Gilotrif is a tyrosine kinase inhibitor that blocks proteins that promote the development of cancerous cells. It is intended for patients whose tumors express the EGFR exon 19 deletions or exon 21 L858R substitution gene mutations. Gilotrif is being approved concurrently with the therascreen EGFR RGQ PCR Kit, a companion diagnostic that helps determine if a patient’s lung cancer cells express the EGFR mutations.
“Today’s approvals further illustrate how a greater understanding of the underlying molecular pathways of a disease can lead to the development of targeted treatments,” said Richard Pazdur, MD, director of the Office of Hematology and Oncology Products in the FDA’s Center for Drug Evaluation and Research. “Gilotrif is the second drug approved this year for patients with untreated metastatic NSCLC whose tumors have the EGFR exon 19 deletions or exon 21 L858R substitution mutations.”
In May, the FDA approved Tarceva (erlotinib) for first-line treatment of patients with NSCLC. Tarceva’s new indication was approved concurrently with the cobas EGFR Mutation Test, a companion diagnostic to identify patients with tumors having the EGFR gene mutations.
“The approval of companion diagnostic tests and drugs are important developments in oncology, as they help us bring safe and effective treatments to patients who need them,” said Alberto Gutierrez, PhD, director of the Office of In Vitro Diagnostics and Radiological Health in the FDA’s Center for Devices and Radiological Health.

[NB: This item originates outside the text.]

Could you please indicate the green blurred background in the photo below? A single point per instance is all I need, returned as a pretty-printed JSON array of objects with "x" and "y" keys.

“Today’s approvals further illustrate how a greater understanding of the underlying molecular pathways of a disease can lead to the development of targeted treatments.”
The FDA’s approval of the therascreen EGFR RGQ PCR Kit is based on data from the clinical study used to support Gilotrif’s approval. Tumor samples from NSCLC participants in the clinical trial helped to validate the test’s use for detecting EGFR mutations in this patient population.

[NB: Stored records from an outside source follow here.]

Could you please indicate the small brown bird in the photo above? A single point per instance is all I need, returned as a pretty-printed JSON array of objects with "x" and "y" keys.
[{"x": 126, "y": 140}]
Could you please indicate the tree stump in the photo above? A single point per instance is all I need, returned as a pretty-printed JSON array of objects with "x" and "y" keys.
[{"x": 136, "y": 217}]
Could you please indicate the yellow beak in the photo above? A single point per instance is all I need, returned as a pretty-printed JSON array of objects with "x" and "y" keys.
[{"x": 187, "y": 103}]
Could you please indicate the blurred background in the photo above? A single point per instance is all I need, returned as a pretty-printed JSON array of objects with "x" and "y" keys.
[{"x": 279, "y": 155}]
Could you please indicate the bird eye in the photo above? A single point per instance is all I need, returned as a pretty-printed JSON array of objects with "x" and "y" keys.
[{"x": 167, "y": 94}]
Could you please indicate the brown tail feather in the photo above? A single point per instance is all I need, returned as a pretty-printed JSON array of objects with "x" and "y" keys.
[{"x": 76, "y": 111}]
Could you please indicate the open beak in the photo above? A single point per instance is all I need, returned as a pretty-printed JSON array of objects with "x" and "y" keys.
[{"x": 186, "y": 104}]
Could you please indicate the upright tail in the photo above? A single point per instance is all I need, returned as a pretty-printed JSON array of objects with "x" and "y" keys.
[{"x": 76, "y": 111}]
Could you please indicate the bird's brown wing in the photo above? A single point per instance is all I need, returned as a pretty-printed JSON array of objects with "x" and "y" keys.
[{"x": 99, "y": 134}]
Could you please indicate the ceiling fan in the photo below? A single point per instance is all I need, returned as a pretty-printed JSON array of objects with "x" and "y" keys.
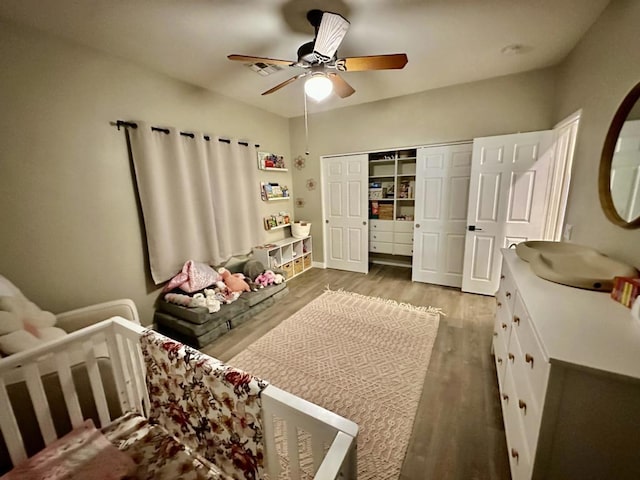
[{"x": 319, "y": 59}]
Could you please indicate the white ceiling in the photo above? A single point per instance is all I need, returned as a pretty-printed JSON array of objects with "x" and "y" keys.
[{"x": 447, "y": 41}]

Gilotrif’s safety and effectiveness were established in a clinical study of 345 participants with metastatic NSCLC whose tumors harbored EGFR mutations. Participants were randomly assigned to receive Gilotrif or up to six cycles of the chemotherapy drugs pemetrexed and cisplatin.
Participants receiving Gilotrif had a delay in tumor growth (progression-free survival) that was 4.2 months later than those receiving chemotherapy. There was no statistically significant difference in overall survival.

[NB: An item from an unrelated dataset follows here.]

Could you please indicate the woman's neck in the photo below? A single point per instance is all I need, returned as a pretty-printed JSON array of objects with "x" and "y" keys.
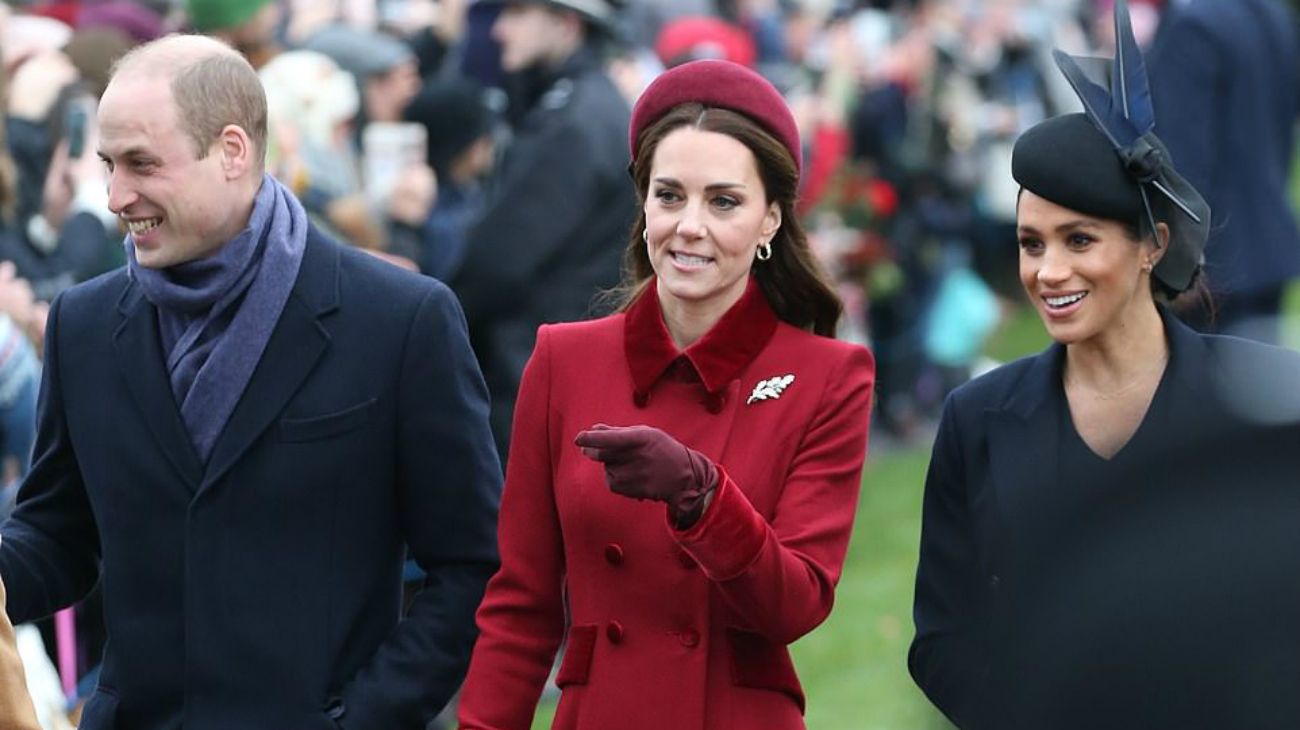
[
  {"x": 1112, "y": 360},
  {"x": 688, "y": 321}
]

Common side effects of Gilotrif include diarrhea, skin breakouts that resemble acne, dry skin, itching (pruritus), inflammation of the mouth, skin infection around the nails (paronychia), decreased appetite, decreased weight, inflammation of the bladder (cystitis), nose bleed, runny nose, fever, eye inflammation and low potassium levels in the blood (hypokalemia). Serious side effects include diarrhea that can result in kidney failure and severe dehydration, severe rash, lung inflammation and liver toxicity.
The FDA reviewed Gilotrif under its priority review program, which provides an expedited review for drugs that may provide safe and effective therapy when no satisfactory alternative therapy exists, or offer significant improvement compared to marketed products.
Gilotrif is marketed by Ridgefield, Conn.-based Boehringer Ingelheim Pharmaceuticals, Inc. The therascreen EGFR RGQ PCR Kit is manufactured by QIAGEN Manchester Ltd., based in the United Kingdom. The cobas EGFR Mutation Test is manufactured by the Roche Molecular Systems in Pleasanton, Calif., and Tarceva is co-marketed by California-based Genentech, a member of the Roche Group, and OSI Pharmaceuticals of Farmingdale, N.Y.